TransCanada and Enbridge will share equally in the new knowledge and advancements that can be applied directly to improve leak detection in their respective orders.


“Enbridge has said repeatedly as a company that we don’t compete in the area of safety, and this partnership with TransCanada represents clear proof of that approach. Enbridge has invested considerable time and resources into building a world-class leak detection testing apparatus, but we believe that working together with committed partners to discover the best technology on the market is in everyone’s best interest,” said Enbridge’s Kirk Brytus, Vice President of Pipeline Control.

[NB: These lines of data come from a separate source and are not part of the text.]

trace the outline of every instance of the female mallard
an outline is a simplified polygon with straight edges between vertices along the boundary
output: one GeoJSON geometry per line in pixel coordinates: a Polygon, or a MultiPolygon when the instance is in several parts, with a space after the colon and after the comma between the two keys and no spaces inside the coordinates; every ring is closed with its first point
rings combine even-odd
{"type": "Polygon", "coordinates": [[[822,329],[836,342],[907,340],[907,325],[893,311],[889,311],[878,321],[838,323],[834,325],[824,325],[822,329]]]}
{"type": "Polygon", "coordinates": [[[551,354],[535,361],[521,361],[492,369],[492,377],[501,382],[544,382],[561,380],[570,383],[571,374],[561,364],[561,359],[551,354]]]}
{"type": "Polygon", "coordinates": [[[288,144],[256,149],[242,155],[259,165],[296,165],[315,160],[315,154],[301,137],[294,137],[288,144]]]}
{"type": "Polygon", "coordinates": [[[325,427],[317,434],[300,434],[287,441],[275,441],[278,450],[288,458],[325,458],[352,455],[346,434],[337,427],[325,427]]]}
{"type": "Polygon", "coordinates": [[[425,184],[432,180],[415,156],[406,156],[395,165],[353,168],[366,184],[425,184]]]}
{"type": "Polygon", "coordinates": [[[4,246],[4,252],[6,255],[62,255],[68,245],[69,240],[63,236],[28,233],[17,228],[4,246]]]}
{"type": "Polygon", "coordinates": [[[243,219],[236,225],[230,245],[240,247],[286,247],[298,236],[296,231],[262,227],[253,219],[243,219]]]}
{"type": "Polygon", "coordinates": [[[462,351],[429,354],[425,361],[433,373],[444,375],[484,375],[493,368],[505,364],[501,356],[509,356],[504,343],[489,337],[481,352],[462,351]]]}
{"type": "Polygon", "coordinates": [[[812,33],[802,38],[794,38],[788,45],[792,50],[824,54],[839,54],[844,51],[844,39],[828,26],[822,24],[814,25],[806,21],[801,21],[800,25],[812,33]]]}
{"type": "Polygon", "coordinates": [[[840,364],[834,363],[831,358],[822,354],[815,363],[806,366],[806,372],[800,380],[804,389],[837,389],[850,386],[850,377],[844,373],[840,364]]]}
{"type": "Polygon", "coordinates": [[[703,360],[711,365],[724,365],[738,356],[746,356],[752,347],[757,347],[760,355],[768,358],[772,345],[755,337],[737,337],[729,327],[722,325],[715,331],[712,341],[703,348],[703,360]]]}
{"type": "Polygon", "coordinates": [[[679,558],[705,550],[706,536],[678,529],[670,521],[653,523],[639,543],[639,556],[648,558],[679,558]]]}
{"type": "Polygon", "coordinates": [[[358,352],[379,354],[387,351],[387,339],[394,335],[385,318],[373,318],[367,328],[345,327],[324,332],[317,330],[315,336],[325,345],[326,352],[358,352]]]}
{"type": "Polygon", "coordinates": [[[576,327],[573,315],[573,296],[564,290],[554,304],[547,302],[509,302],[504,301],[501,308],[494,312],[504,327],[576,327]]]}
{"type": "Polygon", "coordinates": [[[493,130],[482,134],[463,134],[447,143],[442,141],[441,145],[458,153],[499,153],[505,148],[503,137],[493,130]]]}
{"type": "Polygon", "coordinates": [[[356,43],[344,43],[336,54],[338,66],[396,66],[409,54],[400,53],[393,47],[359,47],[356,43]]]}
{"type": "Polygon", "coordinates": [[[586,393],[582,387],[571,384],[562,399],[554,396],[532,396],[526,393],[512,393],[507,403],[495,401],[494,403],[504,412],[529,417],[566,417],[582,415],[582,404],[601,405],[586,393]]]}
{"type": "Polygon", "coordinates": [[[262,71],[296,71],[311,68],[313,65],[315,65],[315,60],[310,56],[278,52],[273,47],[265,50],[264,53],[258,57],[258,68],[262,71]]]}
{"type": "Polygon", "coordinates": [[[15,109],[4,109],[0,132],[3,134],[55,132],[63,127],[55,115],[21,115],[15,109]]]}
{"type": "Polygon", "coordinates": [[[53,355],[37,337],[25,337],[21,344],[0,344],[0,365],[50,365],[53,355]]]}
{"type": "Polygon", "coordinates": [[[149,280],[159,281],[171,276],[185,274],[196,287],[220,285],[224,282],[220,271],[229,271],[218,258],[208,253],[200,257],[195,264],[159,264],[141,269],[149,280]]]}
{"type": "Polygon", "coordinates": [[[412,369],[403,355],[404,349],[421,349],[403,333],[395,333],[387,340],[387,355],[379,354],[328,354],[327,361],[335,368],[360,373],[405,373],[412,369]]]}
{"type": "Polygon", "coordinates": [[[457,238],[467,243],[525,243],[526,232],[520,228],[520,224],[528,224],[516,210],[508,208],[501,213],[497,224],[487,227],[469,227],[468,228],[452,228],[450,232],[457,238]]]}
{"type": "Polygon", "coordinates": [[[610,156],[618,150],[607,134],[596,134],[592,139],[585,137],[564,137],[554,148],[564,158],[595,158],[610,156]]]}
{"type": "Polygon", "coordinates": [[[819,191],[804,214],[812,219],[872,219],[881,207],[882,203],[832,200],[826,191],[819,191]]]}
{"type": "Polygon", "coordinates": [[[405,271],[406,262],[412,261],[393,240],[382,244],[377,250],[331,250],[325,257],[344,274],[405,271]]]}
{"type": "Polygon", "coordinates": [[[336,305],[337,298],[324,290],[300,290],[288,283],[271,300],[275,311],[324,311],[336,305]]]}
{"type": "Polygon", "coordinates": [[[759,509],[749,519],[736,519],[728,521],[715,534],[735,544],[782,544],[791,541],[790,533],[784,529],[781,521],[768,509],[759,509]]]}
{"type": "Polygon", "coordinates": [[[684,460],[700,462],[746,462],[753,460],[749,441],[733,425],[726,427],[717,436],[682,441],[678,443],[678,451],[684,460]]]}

“Pipelines have an excellent record of safety and efficiency delivering oil and gas, and TransCanada continues to strive for zero leaks or safety incidents on our pipelines,” said Vern Meier, TransCanada’s Vice President of Pipeline safety and compliance.

“Joining forces with Enbridge and other partners to test new methods for detecting leaks is an important step towards realising this goal. New technologies must be proven to work before they are implemented on large-scale transmission pipelines.”


The ELDER apparatus was purpose build by Enbridge’s Pipeline Control Systems and Leak Detection team, along with project research partner C-FER Technologies of Edmonton, to evaluate external leak detection technologies in a setting that closely represents the actual conditions where liquids pipelines are installed.

Engineers from Enbridge, TransCanada, and C-FER Technologies will be performing a series of tests in 2014 on four external leak-detection technologies – vapor-sensing tubes, fiber-optic distributed temperature sensing (DTS) systems, hydrocarbon-sensing cables, and fiber-optic distributed acoustic sensing (DAS) systems – and discovering which technology is optimal for external leak detection on liquids pipelines.

Though the JIP currently involves two players in TransCanada and Enbridge, it remains an open-ended arrangement. Other pipeline operators and energy industry leaders are invited to participate as committed partners.